Cempaga
Tari Baris Dadap yang dipentaskan sejumlah pemuda dalam piodalan Pura Desa Cempaga, Minggu (16/4). (BP/sos)
SINGARAJA, BALIPOST.com – Desa Cempaga, Kecamatan Banjar, Buleleng tak hanya terkenal sebagai Desa Bali Aga. Disisi lain, desa yang berlokasi di dataran tinggi ini juga memiliki berbagai jenis tarian sakral yang berbeda dengan daerah lain. Beberapa diantaranya, yakni tari Jangkang yang melambangkan perang Dharma melawan Adharma dan Baris yang melambangkan pemuda gagah berani dengan sifat keprajuritan dan kepahlawanan.

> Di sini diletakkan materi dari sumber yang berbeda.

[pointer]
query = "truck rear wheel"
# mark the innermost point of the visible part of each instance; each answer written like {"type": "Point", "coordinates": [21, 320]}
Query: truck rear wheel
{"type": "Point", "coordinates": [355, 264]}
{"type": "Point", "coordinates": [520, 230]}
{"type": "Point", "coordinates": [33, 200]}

Dua tarian yang telah menjadi warisan leluhur ini dipentaskan dalam piodalan Pura Desa Cempaga, Minggu (16/4). Saat berkunjung ke Desa Cempaga, suasana sakral sudah sangat terasa dari jaba pura desa. Sejumlah warga sibuk membawa gebogan dan berbagai sarana upacara ke dalam pura.

Kakinya melangkah cepat, tak peduli dengan teriknya sinar matahari. Saat itu juga terlihat anak-anak yang rata-rata masih duduk di bangku sekolah dasar mengenakan busana penari yang didominasi selendang warna-warni. Dipunggungnya juga terselip keris dan tangannya menggenggam bambu kecil yang panjangnya sekitar satu meter.

Rupanya, mereka akan mementaskan Tari Jangkan di Madya Mandala Pura Desa. Ditengah suasana demikian, nampak pula sejumlah pemuda yang mengenakan busana penari. Itu juga didominasi dengan selendang warna-warni.

Baca juga:  Maluku Tenggara Telusuri Jejak Leluhur ke Buleleng

Mereka yang akan mementaskan Tari Baris Jojor (Nyawi) dan Baris Dadap itu memperlihatkan keunikan. Gelungan yang dipakai tidak dihiasi dengan bunga buatan yang biasanya berwarna emas. Tetapi hanya menggunakan bunga mitir, kamboja dan daun pering. Meskipun demikian, itu tak menghilangkan kesan estetikanya dan justeru seperti menyatu dengan alam.

Ketika waktu mulai beranjak siang, pementasan pun diawali dengan Tari Jangkang. Penari yang seluruhnya laki-laki itu diringi dengan gamelan khas Bali Aga. Terlihat sangat sederhana. Demikian juga dengan intonasinya. Meskipun demikian, itu tak mengurangi taksu-nya. Sekitar setengah jam lamanya, pementasan tari yang gerakannya sederhana itu mampu memikat hati krama yang hadir. Keinginannya untuk menonton sangat antusias.

Selepas tarian itu, dilanjutkan dengan Baris Jojor (Nyawi). Pementasannya dilakukan oleh 12 pemuda secara bergilir. Gerakannya pun sangat khas. Sangat berbeda dengan tari baris pada umumnya. Demikian juga dengan tari baris dadap. Pementasannya yang berkelompok juga menyuguhkan gerakan sederhana. Hanya saja, ini diringi sejumlah anak-anak maupun orang dewasa yang memakai topeng berbagai rupa yang diyakini mampu menetralisir bhuta kala.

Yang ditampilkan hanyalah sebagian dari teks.